Metacarcinus starri Temporal range: Lower Miocene PreꞒ Ꞓ O S D C P T J K Pg N

Scientific classification
- Kingdom: Animalia
- Phylum: Arthropoda
- Class: Malacostraca
- Order: Decapoda
- Suborder: Pleocyemata
- Infraorder: Brachyura
- Family: Cancridae
- Genus: Metacarcinus
- Species: M. starri
- Binomial name: Metacarcinus starri (Berglund & Goedert, 1996)
- Synonyms: Cancer (Metacarcinus) starri Berglund & Goedert, 1996

= Metacarcinus starri =

- Genus: Metacarcinus
- Species: starri
- Authority: (Berglund & Goedert, 1996)
- Synonyms: Cancer (Metacarcinus) starri Berglund & Goedert, 1996

Extinct species of crab

Metacarcinus starri is an extinct species of crab in the family Cancridae, subfamily Cancrinae. The species is known solely from the early Miocene, Clallam Formation and the underlying Pysht Formation deposits on the Olympic Peninsula of Washington state, United States.

==History and classification==
The species is known from only the holotype female, number UWBM 92012, and five other specimens all of which are currently residing in the collections housed at the Burke Museum of Natural History and Culture in Seattle, Washington, USA. The type specimens were first studied by Ross E. Berglund and James L. Goedert. Berglund and Goedert's species description was published in the Journal of Paleontology in 1996. The specific epithet "starri" was coined by the authors in recognition of David Starr, who collected and donated one of the paratype specimens.

When first described, M. starri was named Cancer (Metacarcinus) starri by Berglund and Goedert. In 1975, J. D. Nations had divided the genus Cancer into four subgenera, including Metacarcinus. This placement was followed until 2000, when the subgenera were elevated to full genera by Carrie E. Schweitzer and Rodney M. Feldmann, making the species' binomial Metacarcinus starri.

==Description==
The oval carapace, nearly straight posterolateral margins, and chelipeds with spiny upper margins are used as the basis for placing the species in Metacarcinus. In comparisons of overall morphology, M. starri was noted to be most similar to the living species M. gracils, commonly called the graceful rock crab. When published, M. starri was the oldest species of Metacarcinus to be described, being older than M. coosensis, which is known from fossils found in Washington, Oregon, and California. It is also the third species of Metacarcinus to be identified from Washington state fossils. The age and location indicate a possible Northern Pacific origin for the genus.

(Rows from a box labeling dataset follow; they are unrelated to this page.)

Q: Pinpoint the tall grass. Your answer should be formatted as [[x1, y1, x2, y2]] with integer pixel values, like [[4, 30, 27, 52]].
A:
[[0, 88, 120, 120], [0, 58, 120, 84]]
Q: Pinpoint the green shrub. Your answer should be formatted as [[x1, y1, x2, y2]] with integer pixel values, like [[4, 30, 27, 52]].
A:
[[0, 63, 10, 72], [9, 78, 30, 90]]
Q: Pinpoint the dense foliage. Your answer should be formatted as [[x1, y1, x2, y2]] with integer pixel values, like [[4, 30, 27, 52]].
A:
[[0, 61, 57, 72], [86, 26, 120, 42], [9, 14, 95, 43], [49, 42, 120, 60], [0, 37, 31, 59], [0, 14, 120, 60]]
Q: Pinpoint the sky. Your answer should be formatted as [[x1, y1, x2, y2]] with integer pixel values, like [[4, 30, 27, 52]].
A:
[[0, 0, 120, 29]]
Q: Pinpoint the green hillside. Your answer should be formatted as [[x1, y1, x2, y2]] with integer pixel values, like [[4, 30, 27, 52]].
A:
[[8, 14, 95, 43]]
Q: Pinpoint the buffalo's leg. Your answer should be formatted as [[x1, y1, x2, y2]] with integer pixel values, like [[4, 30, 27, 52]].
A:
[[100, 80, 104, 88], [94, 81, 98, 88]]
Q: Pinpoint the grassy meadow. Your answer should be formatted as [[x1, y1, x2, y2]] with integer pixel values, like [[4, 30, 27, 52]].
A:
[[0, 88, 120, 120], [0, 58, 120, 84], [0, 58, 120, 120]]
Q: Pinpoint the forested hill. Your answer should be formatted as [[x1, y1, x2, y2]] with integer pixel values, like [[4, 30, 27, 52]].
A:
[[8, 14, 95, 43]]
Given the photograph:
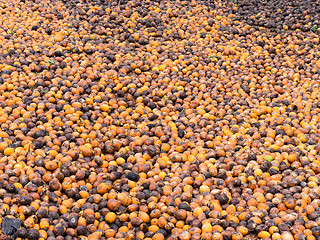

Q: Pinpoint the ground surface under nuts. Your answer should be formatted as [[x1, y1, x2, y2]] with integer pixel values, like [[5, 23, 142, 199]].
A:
[[0, 0, 320, 240]]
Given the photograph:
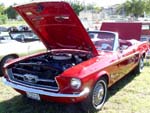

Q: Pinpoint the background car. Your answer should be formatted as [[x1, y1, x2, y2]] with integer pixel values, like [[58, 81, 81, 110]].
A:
[[0, 31, 46, 76]]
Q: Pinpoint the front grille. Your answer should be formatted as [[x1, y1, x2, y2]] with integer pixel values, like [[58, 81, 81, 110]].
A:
[[8, 67, 58, 91]]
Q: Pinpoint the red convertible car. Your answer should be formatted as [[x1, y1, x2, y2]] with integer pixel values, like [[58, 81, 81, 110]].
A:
[[3, 2, 149, 112]]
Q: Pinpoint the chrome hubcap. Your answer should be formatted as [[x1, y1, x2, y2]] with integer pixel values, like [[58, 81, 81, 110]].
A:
[[93, 82, 105, 107]]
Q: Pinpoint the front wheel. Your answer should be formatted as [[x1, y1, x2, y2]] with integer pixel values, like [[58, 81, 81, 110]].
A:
[[81, 78, 107, 113], [135, 57, 144, 74]]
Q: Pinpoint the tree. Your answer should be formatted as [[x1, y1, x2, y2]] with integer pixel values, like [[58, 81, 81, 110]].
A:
[[145, 0, 150, 14], [5, 6, 18, 19], [0, 4, 5, 15], [118, 0, 145, 17], [71, 2, 84, 15]]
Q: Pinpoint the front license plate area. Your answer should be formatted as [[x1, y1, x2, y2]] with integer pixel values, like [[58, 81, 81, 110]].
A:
[[26, 92, 40, 100]]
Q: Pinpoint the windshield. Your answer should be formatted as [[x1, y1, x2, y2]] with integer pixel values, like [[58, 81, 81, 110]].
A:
[[89, 32, 115, 51]]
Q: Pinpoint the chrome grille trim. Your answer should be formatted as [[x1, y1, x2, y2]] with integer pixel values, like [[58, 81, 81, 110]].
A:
[[7, 69, 59, 92]]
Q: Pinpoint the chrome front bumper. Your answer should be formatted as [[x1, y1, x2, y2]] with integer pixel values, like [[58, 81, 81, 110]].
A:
[[2, 77, 90, 98]]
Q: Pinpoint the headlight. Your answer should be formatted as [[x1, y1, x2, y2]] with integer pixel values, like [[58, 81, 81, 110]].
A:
[[70, 78, 81, 89]]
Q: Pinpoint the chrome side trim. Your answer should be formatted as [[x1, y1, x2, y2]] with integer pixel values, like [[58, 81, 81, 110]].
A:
[[2, 77, 90, 98]]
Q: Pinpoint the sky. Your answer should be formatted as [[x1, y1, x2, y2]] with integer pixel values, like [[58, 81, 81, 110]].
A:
[[0, 0, 127, 7]]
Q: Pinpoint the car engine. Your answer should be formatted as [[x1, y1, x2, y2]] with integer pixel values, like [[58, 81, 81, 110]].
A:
[[9, 53, 90, 88]]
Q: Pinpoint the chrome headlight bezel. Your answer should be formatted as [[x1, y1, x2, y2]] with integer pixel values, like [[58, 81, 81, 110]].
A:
[[70, 78, 82, 89]]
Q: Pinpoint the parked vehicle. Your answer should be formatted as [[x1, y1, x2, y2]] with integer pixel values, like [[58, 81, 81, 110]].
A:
[[140, 22, 150, 42], [0, 31, 46, 76], [3, 2, 149, 113]]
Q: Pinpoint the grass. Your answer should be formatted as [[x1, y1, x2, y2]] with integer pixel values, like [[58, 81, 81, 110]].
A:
[[0, 66, 150, 113]]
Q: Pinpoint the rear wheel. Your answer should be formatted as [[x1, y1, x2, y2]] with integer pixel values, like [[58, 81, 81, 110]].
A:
[[81, 78, 107, 113], [0, 55, 17, 77]]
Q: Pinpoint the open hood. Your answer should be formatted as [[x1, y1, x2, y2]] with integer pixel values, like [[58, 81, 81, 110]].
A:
[[14, 2, 98, 55], [101, 22, 142, 40]]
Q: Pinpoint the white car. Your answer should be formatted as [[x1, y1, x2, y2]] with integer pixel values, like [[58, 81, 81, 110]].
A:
[[0, 33, 46, 76]]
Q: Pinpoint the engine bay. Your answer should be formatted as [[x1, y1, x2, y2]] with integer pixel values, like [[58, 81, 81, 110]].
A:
[[10, 52, 91, 87]]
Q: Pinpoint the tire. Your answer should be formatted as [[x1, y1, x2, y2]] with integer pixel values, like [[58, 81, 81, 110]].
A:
[[135, 56, 144, 74], [0, 55, 17, 77], [80, 78, 107, 113]]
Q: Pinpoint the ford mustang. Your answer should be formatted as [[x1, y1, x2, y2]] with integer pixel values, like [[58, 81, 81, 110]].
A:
[[3, 2, 147, 112]]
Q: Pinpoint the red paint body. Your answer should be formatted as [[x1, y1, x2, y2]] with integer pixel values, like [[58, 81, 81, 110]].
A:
[[4, 2, 147, 103]]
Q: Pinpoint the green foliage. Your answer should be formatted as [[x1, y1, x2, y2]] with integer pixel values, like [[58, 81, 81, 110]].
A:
[[0, 4, 5, 15], [71, 2, 84, 15], [0, 15, 7, 24], [5, 6, 18, 19], [117, 0, 150, 17]]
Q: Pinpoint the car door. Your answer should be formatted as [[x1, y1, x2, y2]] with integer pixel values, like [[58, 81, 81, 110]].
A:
[[119, 46, 139, 76]]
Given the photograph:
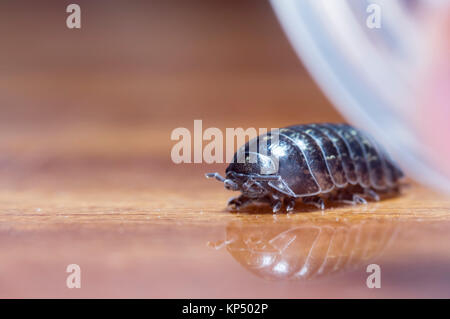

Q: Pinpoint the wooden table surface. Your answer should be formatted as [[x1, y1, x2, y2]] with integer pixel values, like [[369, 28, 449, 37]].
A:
[[0, 1, 450, 298]]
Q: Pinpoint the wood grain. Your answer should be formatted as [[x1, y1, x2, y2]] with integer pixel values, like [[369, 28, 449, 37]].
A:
[[0, 1, 450, 298]]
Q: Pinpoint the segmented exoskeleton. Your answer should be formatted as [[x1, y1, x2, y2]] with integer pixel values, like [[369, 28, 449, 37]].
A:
[[206, 123, 403, 212]]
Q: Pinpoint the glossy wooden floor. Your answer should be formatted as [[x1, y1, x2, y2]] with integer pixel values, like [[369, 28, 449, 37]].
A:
[[0, 1, 450, 298]]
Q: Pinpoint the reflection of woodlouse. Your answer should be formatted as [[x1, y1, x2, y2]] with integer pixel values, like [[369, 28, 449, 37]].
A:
[[206, 124, 403, 212]]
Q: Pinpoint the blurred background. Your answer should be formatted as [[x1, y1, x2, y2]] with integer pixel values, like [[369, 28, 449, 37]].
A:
[[0, 1, 342, 191], [0, 0, 450, 298]]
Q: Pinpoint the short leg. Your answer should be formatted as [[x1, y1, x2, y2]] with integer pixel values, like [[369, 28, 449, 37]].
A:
[[269, 194, 283, 214], [227, 195, 253, 210], [303, 196, 325, 210], [330, 188, 372, 205], [284, 197, 295, 213]]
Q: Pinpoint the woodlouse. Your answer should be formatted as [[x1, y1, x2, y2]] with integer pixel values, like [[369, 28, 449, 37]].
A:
[[206, 123, 403, 213]]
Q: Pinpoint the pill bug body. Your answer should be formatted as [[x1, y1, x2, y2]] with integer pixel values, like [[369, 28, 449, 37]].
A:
[[207, 123, 403, 212]]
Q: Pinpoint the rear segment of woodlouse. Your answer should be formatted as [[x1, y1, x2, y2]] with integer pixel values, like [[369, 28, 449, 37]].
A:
[[207, 124, 403, 212]]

Metacarcinus starri lived and was preserved in strata deposited at depths of 50–70 m, placing them in the lower sublittoral zone. The specimens were preserved in concretions found as loose float cobbles along the Strait of Juan de Fuca shoreline and collected at sites B6133 and B6136. However the individual cobble matrices match sediments found in the upper Pysht and lower Clallam Formations. This species lived with several other crustaceans, including the crab Pinnixa and a mud shrimp of the genus Callianassa. The extinct species Branchioplax washingtoniana was formerly thought to also occur in the Clallam Formation with M. starri, however with redefinition of the Twin River Group the sediments, B. washingtoniana has been shown to occur in the older Twin River Formation.